Published online by Cambridge University Press: 29 September 2009
The literature on Minangkabau is, with respect to the question of the development of a commercial peasant economy, very similar to the writings of many modernisation theorists. The contemporary situation is usually envisaged as the result of the disintegration of a traditional society subject to the influence in this century of a Western market economy. Gough, in a survey of the impact of Western contact on ‘traditional’ matrilineal societies including Minangkabau, argues that ‘economic changes brought about by contact with Western industrial nations’ result in the disintegration of matrilineal groups: ‘In their place, the elementary family emerges as the key kinship group…’ (in Schneider and Gough, 1962, p. 631). Schrieke (1955), Josselin de Jong (1957) and Maretin (1961) all take up a similar position, i.e. that the commercial pressures of Western contact have served to dissolve traditional matrilineal bonds, led to the emergence of the nuclear family and promoted the development of an indigenous market economy. These commercial pressures were, it is maintained, experienced in Minangkabau at the beginning of this century, ‘the time of radical changes in the traditional way of life’ (Maretin, 1961, p. 173).

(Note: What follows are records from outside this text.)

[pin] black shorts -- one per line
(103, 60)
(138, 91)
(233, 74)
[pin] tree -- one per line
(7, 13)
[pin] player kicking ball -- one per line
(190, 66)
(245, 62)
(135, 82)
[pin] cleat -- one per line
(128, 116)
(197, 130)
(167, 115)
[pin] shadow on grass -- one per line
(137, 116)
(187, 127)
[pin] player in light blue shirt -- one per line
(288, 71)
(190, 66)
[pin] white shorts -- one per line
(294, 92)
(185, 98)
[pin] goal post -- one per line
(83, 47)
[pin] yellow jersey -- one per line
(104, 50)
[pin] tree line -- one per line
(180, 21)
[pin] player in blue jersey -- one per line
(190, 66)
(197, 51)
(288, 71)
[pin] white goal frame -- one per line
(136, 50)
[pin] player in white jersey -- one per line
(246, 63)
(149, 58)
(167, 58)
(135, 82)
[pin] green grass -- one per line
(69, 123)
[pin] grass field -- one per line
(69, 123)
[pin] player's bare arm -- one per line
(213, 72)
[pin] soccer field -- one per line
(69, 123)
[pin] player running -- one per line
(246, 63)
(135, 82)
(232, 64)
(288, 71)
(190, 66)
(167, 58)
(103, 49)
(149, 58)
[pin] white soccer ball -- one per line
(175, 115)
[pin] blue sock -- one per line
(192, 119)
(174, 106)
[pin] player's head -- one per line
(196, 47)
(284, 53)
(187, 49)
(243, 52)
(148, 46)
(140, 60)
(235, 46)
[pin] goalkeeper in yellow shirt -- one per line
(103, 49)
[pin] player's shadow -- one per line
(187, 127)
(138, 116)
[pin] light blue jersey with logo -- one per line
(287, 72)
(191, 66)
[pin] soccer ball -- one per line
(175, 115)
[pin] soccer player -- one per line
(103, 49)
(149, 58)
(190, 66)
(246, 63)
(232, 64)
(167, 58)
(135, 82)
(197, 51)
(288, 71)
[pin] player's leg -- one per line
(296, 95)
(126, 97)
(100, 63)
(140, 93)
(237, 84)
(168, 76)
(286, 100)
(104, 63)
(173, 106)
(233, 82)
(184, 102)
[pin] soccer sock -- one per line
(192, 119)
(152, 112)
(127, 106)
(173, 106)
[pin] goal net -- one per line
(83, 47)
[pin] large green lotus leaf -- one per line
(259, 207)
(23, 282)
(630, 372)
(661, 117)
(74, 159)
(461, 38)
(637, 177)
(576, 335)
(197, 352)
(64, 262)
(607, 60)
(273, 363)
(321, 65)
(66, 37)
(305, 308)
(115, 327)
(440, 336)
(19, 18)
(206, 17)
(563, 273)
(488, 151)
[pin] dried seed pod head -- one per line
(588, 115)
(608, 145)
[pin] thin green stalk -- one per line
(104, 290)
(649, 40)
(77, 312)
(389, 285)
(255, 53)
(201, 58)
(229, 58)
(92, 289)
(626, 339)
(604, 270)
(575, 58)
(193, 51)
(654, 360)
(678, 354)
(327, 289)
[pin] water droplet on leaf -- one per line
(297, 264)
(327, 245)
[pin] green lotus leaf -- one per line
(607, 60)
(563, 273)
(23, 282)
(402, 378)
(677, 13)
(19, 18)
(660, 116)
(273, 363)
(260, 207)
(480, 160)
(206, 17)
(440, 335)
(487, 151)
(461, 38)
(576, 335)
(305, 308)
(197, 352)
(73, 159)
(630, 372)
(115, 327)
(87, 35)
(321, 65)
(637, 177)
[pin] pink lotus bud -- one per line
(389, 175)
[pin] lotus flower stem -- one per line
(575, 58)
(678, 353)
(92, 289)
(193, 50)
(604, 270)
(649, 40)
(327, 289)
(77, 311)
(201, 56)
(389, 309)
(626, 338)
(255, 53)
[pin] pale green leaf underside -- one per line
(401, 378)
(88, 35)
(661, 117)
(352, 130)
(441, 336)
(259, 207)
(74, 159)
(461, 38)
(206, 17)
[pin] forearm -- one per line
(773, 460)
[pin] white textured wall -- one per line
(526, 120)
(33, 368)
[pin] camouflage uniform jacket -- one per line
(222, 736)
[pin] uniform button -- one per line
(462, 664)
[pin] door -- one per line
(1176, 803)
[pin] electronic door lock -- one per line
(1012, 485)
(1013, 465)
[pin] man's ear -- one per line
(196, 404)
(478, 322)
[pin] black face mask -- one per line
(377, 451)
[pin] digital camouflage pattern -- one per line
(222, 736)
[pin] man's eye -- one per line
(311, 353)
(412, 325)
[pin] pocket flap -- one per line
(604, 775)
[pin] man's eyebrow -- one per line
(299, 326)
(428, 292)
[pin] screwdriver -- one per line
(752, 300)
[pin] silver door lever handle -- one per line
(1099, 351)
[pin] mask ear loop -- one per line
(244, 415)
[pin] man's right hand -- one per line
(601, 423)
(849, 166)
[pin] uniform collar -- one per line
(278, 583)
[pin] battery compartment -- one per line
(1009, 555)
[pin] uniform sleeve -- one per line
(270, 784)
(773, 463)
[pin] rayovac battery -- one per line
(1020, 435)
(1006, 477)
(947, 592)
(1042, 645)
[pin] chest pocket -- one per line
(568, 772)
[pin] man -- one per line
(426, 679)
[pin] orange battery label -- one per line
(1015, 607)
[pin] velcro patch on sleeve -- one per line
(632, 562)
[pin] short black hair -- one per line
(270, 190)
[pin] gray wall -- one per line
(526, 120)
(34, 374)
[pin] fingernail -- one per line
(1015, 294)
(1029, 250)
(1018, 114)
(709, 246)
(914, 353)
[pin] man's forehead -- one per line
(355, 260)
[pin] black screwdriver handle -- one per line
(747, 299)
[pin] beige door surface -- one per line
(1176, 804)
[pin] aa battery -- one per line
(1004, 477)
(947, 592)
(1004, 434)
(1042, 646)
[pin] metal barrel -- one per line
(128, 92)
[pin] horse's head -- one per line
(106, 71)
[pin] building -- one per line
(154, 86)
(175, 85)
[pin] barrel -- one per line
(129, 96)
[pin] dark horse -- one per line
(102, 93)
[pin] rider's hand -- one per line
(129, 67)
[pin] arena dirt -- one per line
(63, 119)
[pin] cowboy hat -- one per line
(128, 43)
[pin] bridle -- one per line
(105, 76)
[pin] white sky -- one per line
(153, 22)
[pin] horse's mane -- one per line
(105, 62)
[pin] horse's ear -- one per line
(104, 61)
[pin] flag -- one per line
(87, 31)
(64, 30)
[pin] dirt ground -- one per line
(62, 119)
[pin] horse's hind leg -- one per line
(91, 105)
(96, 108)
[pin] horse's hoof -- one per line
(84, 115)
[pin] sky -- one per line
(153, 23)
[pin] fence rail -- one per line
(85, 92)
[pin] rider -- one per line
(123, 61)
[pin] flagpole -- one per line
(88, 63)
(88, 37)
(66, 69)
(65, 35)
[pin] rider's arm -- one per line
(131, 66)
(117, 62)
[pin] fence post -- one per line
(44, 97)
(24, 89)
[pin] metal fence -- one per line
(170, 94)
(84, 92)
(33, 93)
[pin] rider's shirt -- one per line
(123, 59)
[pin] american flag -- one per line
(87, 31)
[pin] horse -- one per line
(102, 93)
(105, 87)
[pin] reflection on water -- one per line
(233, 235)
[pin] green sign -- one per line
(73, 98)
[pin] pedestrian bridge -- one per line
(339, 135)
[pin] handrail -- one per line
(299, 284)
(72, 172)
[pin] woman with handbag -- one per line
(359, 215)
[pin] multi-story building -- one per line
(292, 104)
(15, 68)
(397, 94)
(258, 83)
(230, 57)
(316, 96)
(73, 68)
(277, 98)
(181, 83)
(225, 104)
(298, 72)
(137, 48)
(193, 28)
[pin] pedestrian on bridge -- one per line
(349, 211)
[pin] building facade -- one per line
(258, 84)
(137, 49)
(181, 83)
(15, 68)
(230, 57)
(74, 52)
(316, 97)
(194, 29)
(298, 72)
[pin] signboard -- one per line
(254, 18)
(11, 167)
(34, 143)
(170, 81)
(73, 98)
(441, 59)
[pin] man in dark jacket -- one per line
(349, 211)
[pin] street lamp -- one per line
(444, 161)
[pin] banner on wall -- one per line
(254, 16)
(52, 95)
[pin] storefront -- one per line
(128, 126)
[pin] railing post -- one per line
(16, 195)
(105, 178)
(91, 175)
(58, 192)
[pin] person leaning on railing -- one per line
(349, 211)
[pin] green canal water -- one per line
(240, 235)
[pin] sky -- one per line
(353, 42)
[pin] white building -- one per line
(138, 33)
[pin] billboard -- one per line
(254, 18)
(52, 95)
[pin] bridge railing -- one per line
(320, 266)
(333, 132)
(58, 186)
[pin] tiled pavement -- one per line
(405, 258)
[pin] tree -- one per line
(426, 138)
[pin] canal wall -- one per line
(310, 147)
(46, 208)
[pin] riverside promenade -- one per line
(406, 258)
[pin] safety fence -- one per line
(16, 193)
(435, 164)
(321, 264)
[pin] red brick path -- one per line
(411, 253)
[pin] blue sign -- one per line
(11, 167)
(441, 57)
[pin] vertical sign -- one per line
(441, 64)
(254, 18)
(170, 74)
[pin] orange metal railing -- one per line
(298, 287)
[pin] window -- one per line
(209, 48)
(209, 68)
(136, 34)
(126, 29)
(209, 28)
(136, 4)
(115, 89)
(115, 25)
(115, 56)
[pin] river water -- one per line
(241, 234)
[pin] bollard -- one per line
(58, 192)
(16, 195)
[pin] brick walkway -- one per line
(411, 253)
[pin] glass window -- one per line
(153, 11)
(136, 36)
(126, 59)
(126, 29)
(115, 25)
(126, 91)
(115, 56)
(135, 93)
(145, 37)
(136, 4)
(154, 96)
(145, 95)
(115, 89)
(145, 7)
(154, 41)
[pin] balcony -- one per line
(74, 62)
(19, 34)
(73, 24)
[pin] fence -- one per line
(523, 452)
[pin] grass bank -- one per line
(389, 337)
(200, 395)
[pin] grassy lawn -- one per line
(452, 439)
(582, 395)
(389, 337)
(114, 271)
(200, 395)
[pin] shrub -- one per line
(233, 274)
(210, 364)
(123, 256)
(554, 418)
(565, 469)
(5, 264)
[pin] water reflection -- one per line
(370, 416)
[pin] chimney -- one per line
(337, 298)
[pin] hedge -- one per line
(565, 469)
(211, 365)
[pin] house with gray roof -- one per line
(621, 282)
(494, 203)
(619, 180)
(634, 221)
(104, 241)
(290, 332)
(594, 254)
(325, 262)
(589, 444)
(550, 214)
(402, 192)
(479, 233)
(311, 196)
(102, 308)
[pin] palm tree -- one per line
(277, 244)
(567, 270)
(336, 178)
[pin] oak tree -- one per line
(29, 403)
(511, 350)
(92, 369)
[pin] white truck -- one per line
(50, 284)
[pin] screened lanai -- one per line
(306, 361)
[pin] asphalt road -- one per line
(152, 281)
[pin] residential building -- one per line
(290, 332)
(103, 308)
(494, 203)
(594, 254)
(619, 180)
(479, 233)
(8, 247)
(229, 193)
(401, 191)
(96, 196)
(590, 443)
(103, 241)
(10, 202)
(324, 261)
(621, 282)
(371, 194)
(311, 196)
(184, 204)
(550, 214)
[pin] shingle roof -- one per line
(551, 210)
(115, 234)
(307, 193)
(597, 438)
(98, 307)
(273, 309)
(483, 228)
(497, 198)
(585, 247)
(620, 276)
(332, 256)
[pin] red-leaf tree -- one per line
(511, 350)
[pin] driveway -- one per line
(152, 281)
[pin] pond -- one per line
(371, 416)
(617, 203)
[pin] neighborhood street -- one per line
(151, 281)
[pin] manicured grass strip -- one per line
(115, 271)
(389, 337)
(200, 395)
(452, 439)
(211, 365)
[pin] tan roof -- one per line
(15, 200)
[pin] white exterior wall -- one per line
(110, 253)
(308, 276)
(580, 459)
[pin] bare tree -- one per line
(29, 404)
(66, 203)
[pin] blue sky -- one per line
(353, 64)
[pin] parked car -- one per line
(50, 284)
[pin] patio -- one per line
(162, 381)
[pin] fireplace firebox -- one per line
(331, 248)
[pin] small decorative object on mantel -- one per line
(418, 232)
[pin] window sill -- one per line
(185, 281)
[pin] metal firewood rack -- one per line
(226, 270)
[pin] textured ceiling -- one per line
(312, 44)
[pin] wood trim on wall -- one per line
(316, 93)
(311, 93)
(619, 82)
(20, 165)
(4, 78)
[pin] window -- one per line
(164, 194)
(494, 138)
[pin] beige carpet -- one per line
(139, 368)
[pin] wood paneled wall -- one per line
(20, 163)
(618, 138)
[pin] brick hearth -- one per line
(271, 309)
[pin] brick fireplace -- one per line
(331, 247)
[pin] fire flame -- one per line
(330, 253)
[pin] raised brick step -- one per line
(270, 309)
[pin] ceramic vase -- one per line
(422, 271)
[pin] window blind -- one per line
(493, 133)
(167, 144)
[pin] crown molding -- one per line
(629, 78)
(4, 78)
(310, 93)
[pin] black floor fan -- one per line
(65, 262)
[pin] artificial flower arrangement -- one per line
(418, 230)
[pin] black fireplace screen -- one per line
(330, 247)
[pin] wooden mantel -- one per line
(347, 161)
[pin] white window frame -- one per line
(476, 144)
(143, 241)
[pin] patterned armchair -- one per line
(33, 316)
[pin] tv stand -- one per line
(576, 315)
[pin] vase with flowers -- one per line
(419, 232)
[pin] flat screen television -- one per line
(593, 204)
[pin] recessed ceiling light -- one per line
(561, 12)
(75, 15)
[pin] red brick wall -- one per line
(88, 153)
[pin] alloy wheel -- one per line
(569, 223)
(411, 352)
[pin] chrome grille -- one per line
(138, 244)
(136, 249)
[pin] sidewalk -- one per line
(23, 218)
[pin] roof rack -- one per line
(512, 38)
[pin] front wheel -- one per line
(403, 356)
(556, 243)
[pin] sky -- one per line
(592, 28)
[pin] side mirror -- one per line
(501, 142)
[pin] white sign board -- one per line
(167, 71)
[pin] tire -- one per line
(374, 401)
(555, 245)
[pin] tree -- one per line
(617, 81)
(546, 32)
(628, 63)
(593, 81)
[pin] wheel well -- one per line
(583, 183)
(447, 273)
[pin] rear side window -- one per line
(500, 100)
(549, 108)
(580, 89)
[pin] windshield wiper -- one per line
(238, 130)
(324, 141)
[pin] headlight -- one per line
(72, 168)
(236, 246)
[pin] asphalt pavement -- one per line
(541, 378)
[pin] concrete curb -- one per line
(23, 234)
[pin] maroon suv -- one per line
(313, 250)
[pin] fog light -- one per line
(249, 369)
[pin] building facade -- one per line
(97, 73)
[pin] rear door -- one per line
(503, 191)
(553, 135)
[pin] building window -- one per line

Implied in this approach is not only an inaccurate conception of pre-twentieth-century Minangkabau history, but also a misleading continuist view of social change and the development of capitalism. Western contact, primarily through the impact of the market, leads to a dissolution of tribal society producing a commercialised peasantry, a development which is in itself only a transitional step in the development of capitalism.